Кэти Райх - Смертельные тайны
Поток слов возобновился во время пересадки в Майами и вновь прекратился в полете до Монреаля. Подозревая, что моя спутница боится летать, я оставалась благодарной слушательницей.
В путешествии с женой посла имелись свои преимущества. Самолет в десять тридцать восемь совершил посадку, нас встретили люди в темных костюмах и быстро провели через таможню. К одиннадцати мы уже ехали на заднем сиденье еще одного лимузина.

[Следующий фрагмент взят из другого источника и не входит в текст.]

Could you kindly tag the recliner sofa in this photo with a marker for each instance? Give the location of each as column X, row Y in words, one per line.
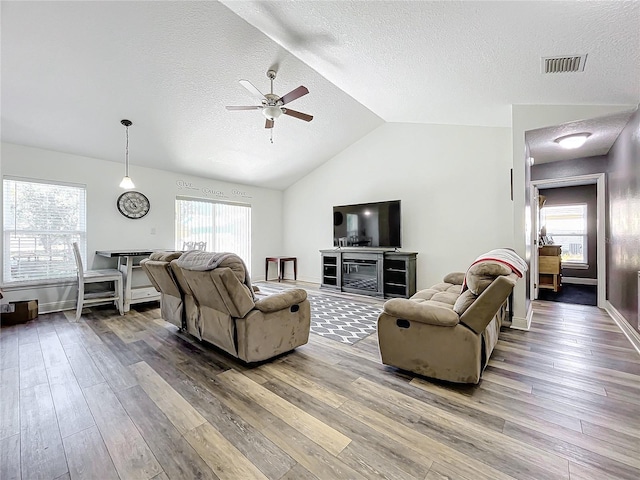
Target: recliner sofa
column 448, row 331
column 217, row 304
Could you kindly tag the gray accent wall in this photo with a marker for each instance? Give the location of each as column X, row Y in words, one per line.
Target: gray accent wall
column 623, row 254
column 570, row 168
column 572, row 195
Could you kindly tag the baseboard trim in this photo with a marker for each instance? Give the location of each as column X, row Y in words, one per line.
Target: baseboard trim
column 580, row 281
column 629, row 332
column 52, row 307
column 520, row 323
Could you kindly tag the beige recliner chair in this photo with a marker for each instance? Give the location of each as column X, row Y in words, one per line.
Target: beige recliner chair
column 158, row 269
column 444, row 333
column 229, row 315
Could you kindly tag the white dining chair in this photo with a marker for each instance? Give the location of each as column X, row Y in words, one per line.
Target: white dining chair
column 96, row 276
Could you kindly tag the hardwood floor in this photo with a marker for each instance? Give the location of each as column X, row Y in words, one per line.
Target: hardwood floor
column 131, row 398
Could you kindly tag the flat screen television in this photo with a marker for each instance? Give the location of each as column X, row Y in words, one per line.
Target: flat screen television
column 367, row 225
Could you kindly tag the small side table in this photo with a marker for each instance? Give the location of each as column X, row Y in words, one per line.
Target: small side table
column 279, row 261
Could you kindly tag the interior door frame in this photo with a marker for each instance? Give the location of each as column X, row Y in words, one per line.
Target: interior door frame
column 599, row 179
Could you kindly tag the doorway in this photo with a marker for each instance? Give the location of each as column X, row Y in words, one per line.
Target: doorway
column 573, row 289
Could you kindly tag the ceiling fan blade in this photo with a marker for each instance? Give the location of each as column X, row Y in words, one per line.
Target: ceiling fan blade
column 300, row 115
column 252, row 89
column 293, row 94
column 244, row 108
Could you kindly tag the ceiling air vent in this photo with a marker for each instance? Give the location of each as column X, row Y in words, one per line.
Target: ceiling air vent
column 567, row 63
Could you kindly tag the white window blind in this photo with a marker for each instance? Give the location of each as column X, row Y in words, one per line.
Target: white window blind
column 40, row 223
column 567, row 225
column 223, row 227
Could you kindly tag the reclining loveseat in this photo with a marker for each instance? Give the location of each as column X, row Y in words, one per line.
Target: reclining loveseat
column 210, row 296
column 448, row 331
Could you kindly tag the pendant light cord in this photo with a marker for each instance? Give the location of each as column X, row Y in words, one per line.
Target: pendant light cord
column 126, row 152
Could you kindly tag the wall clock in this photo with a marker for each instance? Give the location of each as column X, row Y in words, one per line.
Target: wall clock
column 133, row 204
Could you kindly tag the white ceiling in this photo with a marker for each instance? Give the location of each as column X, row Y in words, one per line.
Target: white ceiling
column 603, row 133
column 72, row 70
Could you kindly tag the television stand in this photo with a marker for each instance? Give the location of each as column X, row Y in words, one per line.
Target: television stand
column 375, row 272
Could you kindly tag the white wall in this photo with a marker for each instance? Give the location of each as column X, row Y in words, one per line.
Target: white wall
column 530, row 117
column 107, row 229
column 453, row 181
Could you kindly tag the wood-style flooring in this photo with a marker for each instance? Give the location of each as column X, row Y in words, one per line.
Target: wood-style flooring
column 131, row 398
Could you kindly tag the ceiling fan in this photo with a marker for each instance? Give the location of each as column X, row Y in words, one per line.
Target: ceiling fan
column 271, row 104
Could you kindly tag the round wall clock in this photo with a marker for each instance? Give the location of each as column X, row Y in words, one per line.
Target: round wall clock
column 133, row 204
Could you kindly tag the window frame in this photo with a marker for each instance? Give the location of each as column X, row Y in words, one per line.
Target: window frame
column 179, row 241
column 575, row 264
column 75, row 234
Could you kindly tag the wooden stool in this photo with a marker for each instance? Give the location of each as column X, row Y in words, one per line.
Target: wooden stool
column 279, row 261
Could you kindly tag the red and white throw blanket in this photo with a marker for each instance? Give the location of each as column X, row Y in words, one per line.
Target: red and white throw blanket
column 506, row 256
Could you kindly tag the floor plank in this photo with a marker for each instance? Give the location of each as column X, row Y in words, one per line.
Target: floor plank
column 176, row 457
column 10, row 402
column 183, row 416
column 130, row 453
column 42, row 455
column 10, row 458
column 132, row 397
column 325, row 436
column 221, row 456
column 88, row 457
column 32, row 369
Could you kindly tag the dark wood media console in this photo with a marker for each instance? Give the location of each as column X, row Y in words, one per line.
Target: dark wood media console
column 378, row 273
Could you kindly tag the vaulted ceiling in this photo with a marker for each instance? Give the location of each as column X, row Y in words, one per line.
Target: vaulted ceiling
column 72, row 70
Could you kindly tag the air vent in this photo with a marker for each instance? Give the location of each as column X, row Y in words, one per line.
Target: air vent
column 565, row 64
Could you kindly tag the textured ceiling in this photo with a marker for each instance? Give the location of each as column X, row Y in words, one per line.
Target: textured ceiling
column 604, row 132
column 72, row 70
column 459, row 62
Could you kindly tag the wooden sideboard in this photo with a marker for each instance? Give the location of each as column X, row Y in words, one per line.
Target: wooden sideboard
column 550, row 267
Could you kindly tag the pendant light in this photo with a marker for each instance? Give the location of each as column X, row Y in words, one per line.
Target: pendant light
column 126, row 182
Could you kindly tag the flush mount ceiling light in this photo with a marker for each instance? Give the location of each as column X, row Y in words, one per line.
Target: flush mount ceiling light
column 575, row 140
column 126, row 182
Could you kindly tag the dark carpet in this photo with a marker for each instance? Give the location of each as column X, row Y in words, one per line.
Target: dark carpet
column 570, row 293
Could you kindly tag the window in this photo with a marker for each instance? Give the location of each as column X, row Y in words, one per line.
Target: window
column 40, row 223
column 217, row 226
column 567, row 225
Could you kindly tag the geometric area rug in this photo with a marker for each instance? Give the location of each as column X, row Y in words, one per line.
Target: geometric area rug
column 341, row 319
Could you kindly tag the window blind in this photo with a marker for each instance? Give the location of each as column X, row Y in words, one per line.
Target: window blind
column 40, row 223
column 567, row 225
column 223, row 227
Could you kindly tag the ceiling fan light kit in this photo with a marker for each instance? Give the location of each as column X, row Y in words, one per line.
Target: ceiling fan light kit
column 271, row 104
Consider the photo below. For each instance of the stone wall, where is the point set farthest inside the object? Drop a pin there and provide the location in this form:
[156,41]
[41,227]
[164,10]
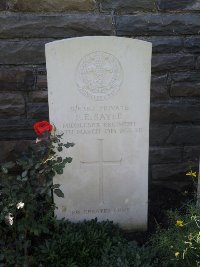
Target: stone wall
[173,26]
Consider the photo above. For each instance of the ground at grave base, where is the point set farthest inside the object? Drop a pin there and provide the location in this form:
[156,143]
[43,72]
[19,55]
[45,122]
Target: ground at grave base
[161,200]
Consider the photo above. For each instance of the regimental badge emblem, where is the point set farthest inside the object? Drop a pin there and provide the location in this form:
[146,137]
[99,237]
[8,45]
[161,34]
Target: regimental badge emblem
[99,75]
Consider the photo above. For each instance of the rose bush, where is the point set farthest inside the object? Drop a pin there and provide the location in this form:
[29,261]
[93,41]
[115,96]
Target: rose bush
[26,196]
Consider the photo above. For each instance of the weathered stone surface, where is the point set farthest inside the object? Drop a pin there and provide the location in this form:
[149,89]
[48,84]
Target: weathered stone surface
[165,155]
[16,78]
[128,5]
[190,76]
[169,44]
[9,147]
[51,5]
[157,24]
[159,86]
[41,81]
[185,89]
[192,44]
[3,5]
[176,111]
[185,135]
[38,96]
[11,105]
[37,111]
[22,52]
[54,25]
[173,62]
[167,5]
[191,153]
[159,134]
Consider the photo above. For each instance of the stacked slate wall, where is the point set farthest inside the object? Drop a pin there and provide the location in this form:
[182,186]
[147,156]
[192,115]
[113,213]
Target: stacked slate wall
[173,26]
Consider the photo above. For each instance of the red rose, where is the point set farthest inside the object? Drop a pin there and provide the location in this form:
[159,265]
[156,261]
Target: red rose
[42,126]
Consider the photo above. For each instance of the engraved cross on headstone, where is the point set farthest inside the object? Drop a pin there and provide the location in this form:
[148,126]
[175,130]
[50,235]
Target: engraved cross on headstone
[101,163]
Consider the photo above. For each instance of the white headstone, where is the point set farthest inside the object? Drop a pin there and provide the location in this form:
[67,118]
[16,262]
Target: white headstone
[99,97]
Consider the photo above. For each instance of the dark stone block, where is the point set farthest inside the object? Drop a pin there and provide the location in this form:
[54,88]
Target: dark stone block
[159,86]
[167,5]
[185,89]
[157,24]
[41,82]
[11,105]
[37,111]
[16,129]
[20,25]
[22,52]
[173,62]
[38,96]
[16,78]
[192,44]
[165,155]
[128,5]
[165,44]
[190,76]
[198,63]
[185,135]
[175,112]
[3,5]
[52,5]
[159,134]
[172,175]
[191,153]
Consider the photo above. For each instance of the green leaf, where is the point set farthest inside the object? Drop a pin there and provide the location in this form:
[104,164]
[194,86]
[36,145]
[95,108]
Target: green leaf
[58,193]
[59,171]
[69,145]
[69,160]
[8,165]
[55,186]
[24,174]
[4,170]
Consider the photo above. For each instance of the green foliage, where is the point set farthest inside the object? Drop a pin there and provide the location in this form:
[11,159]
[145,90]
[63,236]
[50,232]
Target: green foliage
[91,244]
[179,245]
[26,206]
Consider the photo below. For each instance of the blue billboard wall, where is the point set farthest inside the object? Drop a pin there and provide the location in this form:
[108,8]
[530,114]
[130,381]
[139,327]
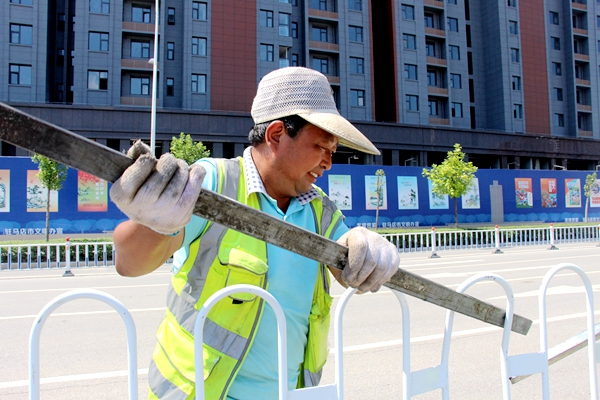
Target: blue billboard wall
[407,200]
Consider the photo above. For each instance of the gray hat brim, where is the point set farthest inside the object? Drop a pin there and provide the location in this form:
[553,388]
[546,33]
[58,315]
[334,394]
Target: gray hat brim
[338,126]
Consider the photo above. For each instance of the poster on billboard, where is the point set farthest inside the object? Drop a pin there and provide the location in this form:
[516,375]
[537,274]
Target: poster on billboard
[471,199]
[340,191]
[572,193]
[524,192]
[408,193]
[92,193]
[371,193]
[549,194]
[37,194]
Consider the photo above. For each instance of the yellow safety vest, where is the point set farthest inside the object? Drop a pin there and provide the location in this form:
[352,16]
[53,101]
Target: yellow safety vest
[222,257]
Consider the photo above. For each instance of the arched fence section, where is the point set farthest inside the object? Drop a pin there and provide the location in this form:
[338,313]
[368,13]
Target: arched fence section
[513,368]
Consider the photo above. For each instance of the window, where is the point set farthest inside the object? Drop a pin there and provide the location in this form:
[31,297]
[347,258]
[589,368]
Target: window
[433,108]
[199,10]
[558,94]
[410,41]
[516,82]
[556,69]
[140,85]
[412,102]
[284,24]
[319,33]
[357,98]
[410,72]
[408,12]
[140,49]
[98,41]
[514,55]
[518,111]
[452,24]
[266,18]
[198,46]
[430,49]
[321,64]
[431,78]
[98,80]
[454,52]
[266,52]
[559,120]
[355,5]
[21,34]
[457,110]
[356,34]
[100,6]
[455,81]
[198,83]
[429,20]
[170,50]
[140,14]
[20,74]
[170,87]
[357,65]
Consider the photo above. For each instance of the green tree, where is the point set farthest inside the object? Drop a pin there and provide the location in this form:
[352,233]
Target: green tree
[52,176]
[379,190]
[184,148]
[590,182]
[453,177]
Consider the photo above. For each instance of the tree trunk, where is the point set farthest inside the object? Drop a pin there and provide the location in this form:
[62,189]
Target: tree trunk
[456,212]
[48,217]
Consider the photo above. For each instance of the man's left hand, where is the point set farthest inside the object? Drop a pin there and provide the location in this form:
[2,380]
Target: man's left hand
[372,260]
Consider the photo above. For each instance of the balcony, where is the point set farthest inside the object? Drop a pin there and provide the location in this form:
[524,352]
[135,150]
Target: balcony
[436,61]
[136,101]
[320,14]
[136,63]
[439,121]
[139,27]
[435,32]
[437,91]
[323,46]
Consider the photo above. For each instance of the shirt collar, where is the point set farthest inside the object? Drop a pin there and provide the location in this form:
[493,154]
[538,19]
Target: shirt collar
[254,182]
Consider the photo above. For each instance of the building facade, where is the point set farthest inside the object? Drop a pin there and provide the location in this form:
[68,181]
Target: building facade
[514,82]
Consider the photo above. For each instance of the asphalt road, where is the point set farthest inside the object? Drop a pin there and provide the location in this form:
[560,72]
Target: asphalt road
[84,354]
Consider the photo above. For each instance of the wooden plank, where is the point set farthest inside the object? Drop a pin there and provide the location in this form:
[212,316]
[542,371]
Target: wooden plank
[70,149]
[565,349]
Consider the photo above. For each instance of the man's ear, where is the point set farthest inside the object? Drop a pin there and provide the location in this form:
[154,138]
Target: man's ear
[274,132]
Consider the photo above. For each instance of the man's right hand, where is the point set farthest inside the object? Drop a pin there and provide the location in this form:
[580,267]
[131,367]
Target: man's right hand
[159,194]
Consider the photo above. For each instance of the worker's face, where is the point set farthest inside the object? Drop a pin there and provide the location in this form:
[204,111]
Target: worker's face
[304,158]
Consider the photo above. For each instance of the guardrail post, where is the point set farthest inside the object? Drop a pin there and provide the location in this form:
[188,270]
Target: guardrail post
[552,246]
[433,238]
[497,241]
[67,257]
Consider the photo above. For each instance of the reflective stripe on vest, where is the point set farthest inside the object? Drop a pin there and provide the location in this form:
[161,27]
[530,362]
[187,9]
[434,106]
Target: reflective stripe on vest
[215,261]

Мы мчались к центру города, а затем, выехав на Ги, свернули направо на улицу Сент-Катрин. Миссис Спектер молчала. Возможно, у нее иссяк запас слов или она просто наконец успокоилась. Быть может, возвращение домой умиротворило ее душу. Мы вместе слушали Робера Шарлебуа[54].
«Je reviendrai á Montreal…» «Я вернусь в Монреаль…»
Мы смотрели на проносящиеся мимо огни города.
Через несколько минут затормозили у моего дома. Водитель вышел.
Я взяла свой дипломат – и тут миссис Спектер схватила меня за руку. Пальцы ее казались холодными и скользкими, как замороженное мясо.
– Спасибо, – едва слышно проговорила женщина.
Скрипнул, захлопываясь, багажник.
– Рада, что могу хоть чем-то помочь.
Она глубоко вздохнула:
– Вы даже не представляете насколько.
Дверца с моей стороны открылась.
– Сообщите, когда получится увидеться с Шанталь. Пойду с вами.
Я положила ладонь на руку жены посла. Она сжала ее и поцеловала.
– Спасибо. – Выпрямилась. – Хотите, Клод вам поможет?
– Справлюсь сама.
Клод проводил меня до подъезда и подождал, пока я найду ключ. Я поблагодарила его. Кивнув, он поставил рядом со мной чемодан и вернулся к лимузину.
Я снова увидела, как миссис Спектер исчезает в ночи.
15
В семь утра я ехала через асфальтовое подбрюшье Монреаля. Наверху зевал и потягивался пробуждающийся город. Мимо со всех сторон проносились стены туннеля Виль-Мари, такие же серые, как и мое настроение.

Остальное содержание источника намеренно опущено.